I've searched and can't really come up with a definitive answer but...If it is the front of the upper oil pan leaking (between the timing cover and upper oil pan), can I pull the timing cover and reseal just that area to save me from having to go through the trouble of dropping the upper pan?
 
#9 ·
Ok, I put the truck back together and took it for a drive. When I got back, oil was leaking out of the crank case vent tube. And nowhere else. It's possible that the truck was so dirty that the oil was coming from the tube all along and I just couldn't tell. I might have overfilled it today trying to get it to leak. But that doesn't explain why it leaked the quart I added earlier this week just sitting(not running). The oil that leaked today didn't smell like diesel and my injector rates read surprisingly good. I'm kinda stumped here. I guess a compression test comes next???
 
#12 ·
New findings. After adding a couple quarts to try to get the truck to leak with. no luck(still barely showing on the dipstick) I changed the oil. I drained a full 5 gallon bucket full of oil and I believe diesel out of my motor....it wasn't water. I'm glad i didn't run it with that much fluid in the motor.

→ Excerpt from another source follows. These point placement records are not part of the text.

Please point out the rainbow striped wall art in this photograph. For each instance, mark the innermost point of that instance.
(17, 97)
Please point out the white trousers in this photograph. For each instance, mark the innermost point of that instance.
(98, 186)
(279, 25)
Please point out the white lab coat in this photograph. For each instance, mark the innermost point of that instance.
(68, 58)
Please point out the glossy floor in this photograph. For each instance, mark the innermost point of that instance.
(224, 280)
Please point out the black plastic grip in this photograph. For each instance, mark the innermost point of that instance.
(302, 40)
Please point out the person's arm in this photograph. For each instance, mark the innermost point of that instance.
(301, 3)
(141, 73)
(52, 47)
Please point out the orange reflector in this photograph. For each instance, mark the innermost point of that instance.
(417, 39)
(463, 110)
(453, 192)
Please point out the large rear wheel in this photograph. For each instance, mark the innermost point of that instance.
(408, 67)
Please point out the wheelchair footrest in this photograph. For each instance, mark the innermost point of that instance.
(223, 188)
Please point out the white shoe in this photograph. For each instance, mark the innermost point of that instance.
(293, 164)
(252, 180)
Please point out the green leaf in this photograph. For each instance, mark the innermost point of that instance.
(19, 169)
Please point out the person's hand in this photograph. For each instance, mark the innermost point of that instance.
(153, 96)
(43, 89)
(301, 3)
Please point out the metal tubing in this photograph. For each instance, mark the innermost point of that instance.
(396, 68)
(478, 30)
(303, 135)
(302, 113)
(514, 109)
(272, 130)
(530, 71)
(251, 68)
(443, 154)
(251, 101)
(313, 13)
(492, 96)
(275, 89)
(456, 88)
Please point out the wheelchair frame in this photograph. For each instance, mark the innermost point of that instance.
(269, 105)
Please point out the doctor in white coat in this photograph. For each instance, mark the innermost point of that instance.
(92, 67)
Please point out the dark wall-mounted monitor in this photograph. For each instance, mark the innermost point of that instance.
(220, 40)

I obviously have an injector issue. My question is...is there a way to figure out which injector(s) are bad? Using the torque app on my phone, I checked the balance rates on the injectors and *if* I have the correct readings, they are all reading well within the "ok" range. The worst was #1 that read 2.1. I'm guessing that changing all 8 injectors is probably what I'm going to have to do BUT I just had my first kid and $2500 for all injectors is a little out of my price range right now. So fixing only the faulty ones is what I'd rather do to get me by if possible. Thanks for any input.
 
#13 ·
The LB7 injectors are under the valve covers and are labor intensive to change, so most will replace all of them, or at least all on one side. If you change one or two and the others go bad you will have to tear into it again.
 
#14 ·
Thanks. In my searches, like you said, I'm finding that most people will just replace them all. My lil man had an extended stay in the hospital that used up all my truck money so if there's a way to just replace a couple, at this point, it might be what I do to get me by until I get my truck funds stocked back up. I'm not too worried about the labor portion of the job. Wrenching on stuff is like therapy for me which I'll need plenty of after spending $2500 on injectors, haha.
 
#15 ·
A faulty return line or CP3 pump can also put fuel in the crankcase. I would check it out good before I would just start throwing parts at it.
 
#18 ·
When you start your truck, does the engine turn over evenly, or part of the revolution is harder/slower than another part? Fuel in the cylinder, harder to compress than air, fuel leaks out of the cylinder to the crankcase. Pull the glow plugs, one at a time, see if you get a spray of fuel out of any of the cylinders. Maybe give it some time between each cylinder test for fuel time to leak into the cylinder. Probably better ways to check this, but this is no-cost, except for your time.